First surgery of serious liver disorder done by IMS-BHU doctors

For the first time a team of doctors from the Institute of Medical Science, Banaras Hindu University (IMS-BHU) performed a surgical procedure to cure a patient suffering from Budd-Chiari Syndrome, a serious condition of the liver.

The doctors from the interventional radiology unit of the department of radio diagnosis and imaging performed the surgery.

The syndrome is a medical condition in which the hepatic veins (veins that drain the liver) are blocked or narrowed by a clot (mass of blood cells). This blockage causes blood to back up into the liver, and as a result, the liver grows larger.

Prof. Ashish Verma, head of the department of radio diagnosis and imaging, who led the team, said, “It is for the first time that the trans-jugular intrahepatic porto-systemic shunt procedure has been done on a patient. The procedure has been performed on a young woman suffering from a condition called the Budd-Chiari Syndrome.”

Prof. Verma said that the woman was having significant distressful abdominal distension due to free fluid in her abdomen, resulting from cirrhosis-like changes in her liver due to occlusion of her liver veins. Further, there was a risk of bleeding from the stomach and food pipe due to abnormal veins opening up as a result of increased resistance to blood flow.

“The patient was being treated by Dr Vinod Kumar of the gastroenterology department, who provided the pre-procedure and post-procedure care resulting in an overall successful patient management,” he said.

The patient is very poor, who was supported by a grant from the government for procurement of the expensive devices used during this procedure, he added.

The doctor said that the procedure is a minimally invasive alternative to major surgical procedures.

“It is an artificial passage which allows blood to move from the gastrointestinal tract directly across the liver to the right part of the heart.
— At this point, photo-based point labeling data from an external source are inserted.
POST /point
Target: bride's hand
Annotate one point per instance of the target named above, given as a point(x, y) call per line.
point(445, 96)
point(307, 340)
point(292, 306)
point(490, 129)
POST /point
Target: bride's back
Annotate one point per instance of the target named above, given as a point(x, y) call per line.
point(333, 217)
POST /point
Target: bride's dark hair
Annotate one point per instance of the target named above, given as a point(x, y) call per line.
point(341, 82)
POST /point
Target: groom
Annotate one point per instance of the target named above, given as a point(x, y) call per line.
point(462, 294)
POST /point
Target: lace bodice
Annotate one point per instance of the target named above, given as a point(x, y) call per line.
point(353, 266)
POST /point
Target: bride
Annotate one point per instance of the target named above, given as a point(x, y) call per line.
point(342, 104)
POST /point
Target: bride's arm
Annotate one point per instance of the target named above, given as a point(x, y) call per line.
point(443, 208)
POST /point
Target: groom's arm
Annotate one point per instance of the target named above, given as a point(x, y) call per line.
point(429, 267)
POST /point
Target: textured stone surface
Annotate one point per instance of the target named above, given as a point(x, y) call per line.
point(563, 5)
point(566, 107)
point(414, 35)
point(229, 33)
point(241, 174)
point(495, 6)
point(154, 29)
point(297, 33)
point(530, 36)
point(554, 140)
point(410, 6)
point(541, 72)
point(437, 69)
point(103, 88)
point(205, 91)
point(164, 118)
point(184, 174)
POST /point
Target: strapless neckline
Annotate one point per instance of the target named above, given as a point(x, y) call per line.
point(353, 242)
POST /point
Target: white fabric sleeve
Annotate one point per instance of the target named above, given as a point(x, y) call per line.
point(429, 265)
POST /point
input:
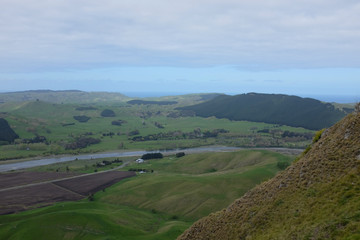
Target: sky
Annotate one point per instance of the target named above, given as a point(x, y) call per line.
point(299, 47)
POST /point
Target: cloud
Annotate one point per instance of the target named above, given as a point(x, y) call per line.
point(55, 35)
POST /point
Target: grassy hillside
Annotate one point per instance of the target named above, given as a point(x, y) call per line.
point(158, 205)
point(70, 96)
point(271, 108)
point(315, 198)
point(149, 127)
point(7, 135)
point(195, 185)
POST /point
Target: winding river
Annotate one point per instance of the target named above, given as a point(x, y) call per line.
point(46, 161)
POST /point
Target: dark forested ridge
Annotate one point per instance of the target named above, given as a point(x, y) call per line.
point(317, 197)
point(6, 133)
point(270, 108)
point(143, 102)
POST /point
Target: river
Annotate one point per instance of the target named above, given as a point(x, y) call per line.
point(47, 161)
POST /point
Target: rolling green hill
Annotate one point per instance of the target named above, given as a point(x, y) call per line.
point(7, 134)
point(158, 205)
point(271, 108)
point(315, 198)
point(69, 96)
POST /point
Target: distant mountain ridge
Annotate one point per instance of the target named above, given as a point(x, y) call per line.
point(271, 108)
point(315, 198)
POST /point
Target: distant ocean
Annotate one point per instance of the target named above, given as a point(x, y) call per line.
point(325, 98)
point(336, 98)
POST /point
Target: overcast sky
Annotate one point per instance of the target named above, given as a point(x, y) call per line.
point(299, 47)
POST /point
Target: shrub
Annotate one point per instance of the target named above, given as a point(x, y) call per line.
point(152, 156)
point(108, 113)
point(317, 135)
point(82, 118)
point(357, 107)
point(180, 154)
point(282, 165)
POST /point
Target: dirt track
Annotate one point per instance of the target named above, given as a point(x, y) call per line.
point(22, 191)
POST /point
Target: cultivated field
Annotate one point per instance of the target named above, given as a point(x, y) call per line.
point(22, 191)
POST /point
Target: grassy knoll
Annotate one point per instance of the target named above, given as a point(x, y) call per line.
point(90, 220)
point(56, 123)
point(158, 205)
point(195, 185)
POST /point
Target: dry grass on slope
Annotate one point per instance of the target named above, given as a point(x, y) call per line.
point(315, 198)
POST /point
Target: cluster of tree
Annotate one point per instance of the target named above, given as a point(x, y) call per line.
point(67, 124)
point(158, 125)
point(183, 113)
point(85, 108)
point(270, 108)
point(197, 133)
point(307, 135)
point(36, 139)
point(109, 134)
point(82, 118)
point(147, 156)
point(7, 134)
point(143, 102)
point(108, 113)
point(118, 122)
point(133, 133)
point(180, 154)
point(148, 114)
point(107, 163)
point(82, 142)
point(141, 170)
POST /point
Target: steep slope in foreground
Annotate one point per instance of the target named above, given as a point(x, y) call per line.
point(271, 108)
point(318, 197)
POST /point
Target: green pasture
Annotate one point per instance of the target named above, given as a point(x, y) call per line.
point(158, 205)
point(51, 120)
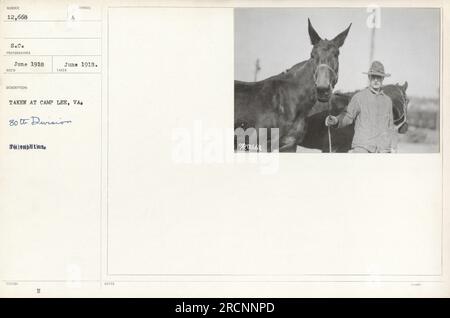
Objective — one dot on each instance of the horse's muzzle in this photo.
(323, 94)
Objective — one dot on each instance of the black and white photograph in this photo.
(357, 80)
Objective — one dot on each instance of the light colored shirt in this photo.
(371, 112)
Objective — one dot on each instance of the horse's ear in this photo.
(340, 38)
(314, 37)
(405, 86)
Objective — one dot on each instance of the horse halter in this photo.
(329, 68)
(402, 118)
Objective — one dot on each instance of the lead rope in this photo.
(329, 128)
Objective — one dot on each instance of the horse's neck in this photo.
(301, 76)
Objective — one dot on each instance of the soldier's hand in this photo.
(331, 121)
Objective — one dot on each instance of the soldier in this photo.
(371, 111)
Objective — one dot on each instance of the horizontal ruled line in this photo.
(23, 55)
(38, 38)
(40, 73)
(71, 21)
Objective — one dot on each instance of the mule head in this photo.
(325, 55)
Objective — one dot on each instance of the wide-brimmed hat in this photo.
(377, 69)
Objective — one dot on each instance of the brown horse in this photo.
(341, 139)
(284, 101)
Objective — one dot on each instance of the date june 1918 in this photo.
(35, 120)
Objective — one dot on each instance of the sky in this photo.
(407, 43)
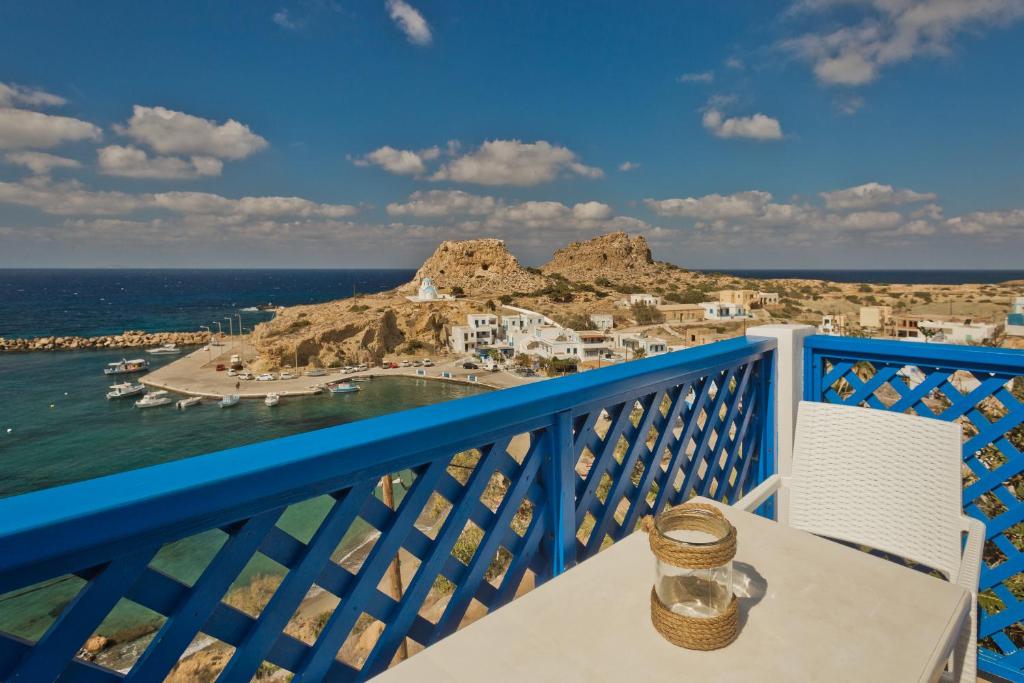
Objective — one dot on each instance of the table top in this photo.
(823, 612)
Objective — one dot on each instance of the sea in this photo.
(57, 427)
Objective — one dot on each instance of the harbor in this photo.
(196, 374)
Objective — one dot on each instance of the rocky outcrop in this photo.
(128, 339)
(476, 266)
(612, 256)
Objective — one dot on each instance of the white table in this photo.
(827, 613)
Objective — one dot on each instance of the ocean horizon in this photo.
(88, 302)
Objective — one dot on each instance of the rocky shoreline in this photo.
(128, 339)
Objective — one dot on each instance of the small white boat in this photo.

A metal tube — ‘stent’ — is inserted through a track created within the substance of the liver, connecting the open part of veins of the liver or directly the large vein going to heart. The procedure is performed via a small cut, smaller than a key-hole in the neck vein. Sometimes a similar small cut may have to be made in the groin also,” he explained.

Like any other surgical or interventional radiology procedures, the risk of bleeding, side effects of anaesthetic drugs and other procedure related complications are there. The patient is encouraged to discuss these with the doctor and understand the benefit versus risk ratio. Although there is a chance of procedure failure due to the stent getting blocked, this can be handled by the doctor by reopening the stent using a balloon,” he added.